National Party leader Christopher Luxon read out what amounts to the first draft of an election manifesto in Auckland today (Sunday).
His party had earlier been criticised for lacking policy, other than copy-and-paste statements about cutting taxes and law and order. (Boot camps for young offenders are such an old idea!)
The headline policy announcement in Sunday’s speech, however, was carefully designed to put the Labour Party off balance. It raided social-democratic territory (early childhood education) and said that National’s proposed childcare tax rebates would be paid for by reprioritising spending that (Luxon claims) is wasted by the Labour government on consultants.
That landed two carefully aimed punches. Carmel Sepuloni, Labour’s Minister for Social Development, hit back by calling National’s policy a “rushed response” to what the government is already doing in childcare. I get the sense that Labour wasn’t expecting National to attack on that front, as Sepuloni’s response looked rushed.

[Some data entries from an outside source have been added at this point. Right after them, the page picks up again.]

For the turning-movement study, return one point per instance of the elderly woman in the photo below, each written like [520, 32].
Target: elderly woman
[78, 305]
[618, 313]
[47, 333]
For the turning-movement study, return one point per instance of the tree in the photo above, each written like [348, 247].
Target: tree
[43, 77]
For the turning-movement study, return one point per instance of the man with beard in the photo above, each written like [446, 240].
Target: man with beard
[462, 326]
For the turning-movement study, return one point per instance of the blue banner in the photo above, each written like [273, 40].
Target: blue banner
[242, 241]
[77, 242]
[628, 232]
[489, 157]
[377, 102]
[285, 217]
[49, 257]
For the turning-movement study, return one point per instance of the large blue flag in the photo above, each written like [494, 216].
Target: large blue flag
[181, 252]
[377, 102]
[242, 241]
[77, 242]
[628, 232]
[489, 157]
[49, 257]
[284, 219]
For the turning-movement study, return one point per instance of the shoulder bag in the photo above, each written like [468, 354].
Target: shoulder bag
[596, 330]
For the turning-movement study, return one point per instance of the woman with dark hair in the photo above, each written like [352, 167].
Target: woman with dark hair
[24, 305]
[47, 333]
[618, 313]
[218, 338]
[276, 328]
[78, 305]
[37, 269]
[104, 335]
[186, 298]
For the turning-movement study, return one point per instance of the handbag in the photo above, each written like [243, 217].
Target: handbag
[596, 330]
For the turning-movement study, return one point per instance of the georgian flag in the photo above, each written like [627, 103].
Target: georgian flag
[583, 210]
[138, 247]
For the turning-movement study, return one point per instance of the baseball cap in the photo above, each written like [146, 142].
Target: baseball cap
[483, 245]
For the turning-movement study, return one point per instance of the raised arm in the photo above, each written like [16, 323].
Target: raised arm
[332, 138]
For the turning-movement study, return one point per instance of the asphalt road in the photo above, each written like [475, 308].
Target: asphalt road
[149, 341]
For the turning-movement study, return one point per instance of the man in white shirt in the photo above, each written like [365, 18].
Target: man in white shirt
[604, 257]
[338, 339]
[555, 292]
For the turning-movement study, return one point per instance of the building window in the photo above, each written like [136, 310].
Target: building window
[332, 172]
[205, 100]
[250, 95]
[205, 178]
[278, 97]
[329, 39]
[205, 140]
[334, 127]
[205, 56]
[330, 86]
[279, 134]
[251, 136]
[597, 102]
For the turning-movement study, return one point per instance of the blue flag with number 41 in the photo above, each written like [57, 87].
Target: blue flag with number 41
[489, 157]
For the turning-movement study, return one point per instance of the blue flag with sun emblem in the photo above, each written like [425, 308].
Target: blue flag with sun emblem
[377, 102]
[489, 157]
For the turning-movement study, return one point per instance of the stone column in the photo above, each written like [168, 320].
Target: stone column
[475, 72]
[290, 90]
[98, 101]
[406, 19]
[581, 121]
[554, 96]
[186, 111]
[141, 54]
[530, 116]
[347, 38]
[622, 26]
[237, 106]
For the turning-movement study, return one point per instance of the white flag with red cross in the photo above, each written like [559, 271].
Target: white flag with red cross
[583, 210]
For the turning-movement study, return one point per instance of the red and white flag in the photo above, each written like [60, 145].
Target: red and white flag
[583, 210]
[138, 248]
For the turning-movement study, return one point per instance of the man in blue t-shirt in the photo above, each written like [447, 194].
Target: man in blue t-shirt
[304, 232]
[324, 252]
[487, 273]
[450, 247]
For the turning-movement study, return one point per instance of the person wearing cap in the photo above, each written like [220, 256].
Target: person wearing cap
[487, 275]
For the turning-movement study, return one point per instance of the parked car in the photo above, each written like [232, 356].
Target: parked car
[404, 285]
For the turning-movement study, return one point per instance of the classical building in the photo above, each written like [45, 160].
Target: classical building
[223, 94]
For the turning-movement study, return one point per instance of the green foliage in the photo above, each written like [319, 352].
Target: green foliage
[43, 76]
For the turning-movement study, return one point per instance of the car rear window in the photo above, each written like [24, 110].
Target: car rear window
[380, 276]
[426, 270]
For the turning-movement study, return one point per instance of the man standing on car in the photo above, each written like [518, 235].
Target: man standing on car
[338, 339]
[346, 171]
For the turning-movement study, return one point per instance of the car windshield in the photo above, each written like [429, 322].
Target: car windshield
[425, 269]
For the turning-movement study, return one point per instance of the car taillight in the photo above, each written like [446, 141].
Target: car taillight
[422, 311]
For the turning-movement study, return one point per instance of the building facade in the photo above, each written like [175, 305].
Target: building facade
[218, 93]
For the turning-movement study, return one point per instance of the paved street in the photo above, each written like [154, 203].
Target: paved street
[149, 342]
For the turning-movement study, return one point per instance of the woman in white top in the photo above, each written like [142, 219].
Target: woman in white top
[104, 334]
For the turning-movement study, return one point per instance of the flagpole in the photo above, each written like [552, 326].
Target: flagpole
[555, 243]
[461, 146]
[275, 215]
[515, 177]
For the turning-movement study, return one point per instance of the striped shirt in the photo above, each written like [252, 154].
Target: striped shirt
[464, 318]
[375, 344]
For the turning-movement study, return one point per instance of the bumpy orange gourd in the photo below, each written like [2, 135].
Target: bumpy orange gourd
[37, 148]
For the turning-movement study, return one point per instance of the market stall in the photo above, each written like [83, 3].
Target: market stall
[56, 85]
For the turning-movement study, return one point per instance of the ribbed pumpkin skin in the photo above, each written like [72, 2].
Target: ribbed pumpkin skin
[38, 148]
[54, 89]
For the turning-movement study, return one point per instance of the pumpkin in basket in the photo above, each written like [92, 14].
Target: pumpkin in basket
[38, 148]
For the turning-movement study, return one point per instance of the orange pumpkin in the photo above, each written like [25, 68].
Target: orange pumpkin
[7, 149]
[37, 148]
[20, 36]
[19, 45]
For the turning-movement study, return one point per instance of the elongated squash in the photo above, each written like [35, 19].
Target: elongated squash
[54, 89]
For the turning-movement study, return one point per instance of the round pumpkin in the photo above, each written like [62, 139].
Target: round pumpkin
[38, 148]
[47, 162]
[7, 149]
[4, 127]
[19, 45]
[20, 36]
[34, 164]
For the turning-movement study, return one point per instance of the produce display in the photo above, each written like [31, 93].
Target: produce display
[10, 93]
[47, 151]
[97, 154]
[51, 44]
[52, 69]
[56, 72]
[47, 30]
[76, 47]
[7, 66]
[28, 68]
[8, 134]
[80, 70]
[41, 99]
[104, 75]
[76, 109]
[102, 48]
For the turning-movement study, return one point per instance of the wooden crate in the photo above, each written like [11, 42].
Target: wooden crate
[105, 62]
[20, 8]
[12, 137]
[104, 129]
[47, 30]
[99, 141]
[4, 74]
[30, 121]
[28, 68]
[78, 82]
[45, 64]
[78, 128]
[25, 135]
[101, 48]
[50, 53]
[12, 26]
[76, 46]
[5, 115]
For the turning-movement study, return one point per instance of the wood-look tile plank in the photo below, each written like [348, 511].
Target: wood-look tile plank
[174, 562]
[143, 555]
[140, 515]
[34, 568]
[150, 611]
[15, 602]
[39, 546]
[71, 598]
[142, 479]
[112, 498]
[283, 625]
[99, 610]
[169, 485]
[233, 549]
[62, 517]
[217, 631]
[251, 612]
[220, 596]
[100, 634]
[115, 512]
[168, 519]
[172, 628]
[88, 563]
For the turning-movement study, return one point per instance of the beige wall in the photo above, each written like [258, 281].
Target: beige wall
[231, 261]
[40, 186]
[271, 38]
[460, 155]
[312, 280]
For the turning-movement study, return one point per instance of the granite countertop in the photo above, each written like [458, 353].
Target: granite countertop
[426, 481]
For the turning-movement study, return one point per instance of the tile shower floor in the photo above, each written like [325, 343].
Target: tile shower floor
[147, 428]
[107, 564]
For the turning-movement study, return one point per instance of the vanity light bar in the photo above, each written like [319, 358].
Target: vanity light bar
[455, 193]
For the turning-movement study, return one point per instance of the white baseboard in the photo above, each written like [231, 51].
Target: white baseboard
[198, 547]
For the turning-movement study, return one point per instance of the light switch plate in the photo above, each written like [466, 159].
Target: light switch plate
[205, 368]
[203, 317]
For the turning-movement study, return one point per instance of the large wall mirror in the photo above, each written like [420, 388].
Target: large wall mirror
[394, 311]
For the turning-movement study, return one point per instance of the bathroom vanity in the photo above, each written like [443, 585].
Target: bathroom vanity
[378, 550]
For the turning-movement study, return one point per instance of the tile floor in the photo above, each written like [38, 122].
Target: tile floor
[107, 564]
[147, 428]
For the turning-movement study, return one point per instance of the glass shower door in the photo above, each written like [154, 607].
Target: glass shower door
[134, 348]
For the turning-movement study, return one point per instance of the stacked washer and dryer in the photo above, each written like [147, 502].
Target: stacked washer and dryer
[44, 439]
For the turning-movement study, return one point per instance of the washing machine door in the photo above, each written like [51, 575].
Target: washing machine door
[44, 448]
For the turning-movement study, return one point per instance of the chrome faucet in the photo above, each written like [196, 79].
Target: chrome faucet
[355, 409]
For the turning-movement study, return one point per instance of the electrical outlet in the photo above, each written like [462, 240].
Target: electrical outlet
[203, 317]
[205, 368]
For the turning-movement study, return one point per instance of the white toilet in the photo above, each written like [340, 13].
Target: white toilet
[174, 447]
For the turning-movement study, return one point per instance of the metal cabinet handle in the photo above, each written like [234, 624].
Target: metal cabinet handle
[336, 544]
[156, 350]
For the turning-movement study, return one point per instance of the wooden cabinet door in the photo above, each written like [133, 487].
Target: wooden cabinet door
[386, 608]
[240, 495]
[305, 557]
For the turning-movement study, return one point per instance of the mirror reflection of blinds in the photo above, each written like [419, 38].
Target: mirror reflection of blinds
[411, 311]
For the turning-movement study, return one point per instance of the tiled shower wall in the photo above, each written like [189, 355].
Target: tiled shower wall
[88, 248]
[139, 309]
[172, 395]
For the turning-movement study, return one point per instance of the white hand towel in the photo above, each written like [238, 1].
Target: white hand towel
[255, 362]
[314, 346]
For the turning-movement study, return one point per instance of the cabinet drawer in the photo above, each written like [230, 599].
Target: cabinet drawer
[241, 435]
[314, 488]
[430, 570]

National’s ECE tax rebate is potentially attractive to people on low and middle incomes as it’s payable directly to parents via the Inland Revenue Dept.
The money would appear in mum and dad’s bank account. And it’s related to how much parents pay in fees (and hence to how many hours of childcare they book) and not to how much they earn. It doesn’t favour those on lower incomes; it favours those who work longer hours.
The abatement threshold is quite high: the maximum weekly rebate would gradually reduce for families earning over $140,000.
Rather than subsidise the providers, this policy gives money to working parents, making it easier to afford childcare fees. (If the parents don’t have a joint account, or if there’s a custody dispute, I’m not sure how they’d decide who gets the rebate.)
A tax rebate would help towards National’s general aim of addressing the cost of living, but by targeting families this time, not individuals.
From here on, we can anticipate that the National Party will drip-feed new policy announcements to try to grab headlines as the election year drags on.
They could trip up, however, over their big promise to “deliver resilient infrastructure for the future”. Great idea, if we take them seriously, but how will they pay for that without raising taxes? (See my last week’s newsletter.)
National has promised to repeal Labour’s Three Waters legislation (which restructures and refinances water services). But National haven’t been very convincing on alternative sources of finance, other than to return to something close to the status quo, in which case local government and ratepayers bear the brunt.
Luxon may get a waterboarding during election debates if he doesn’t have practical answers for the country’s infrastructure woes.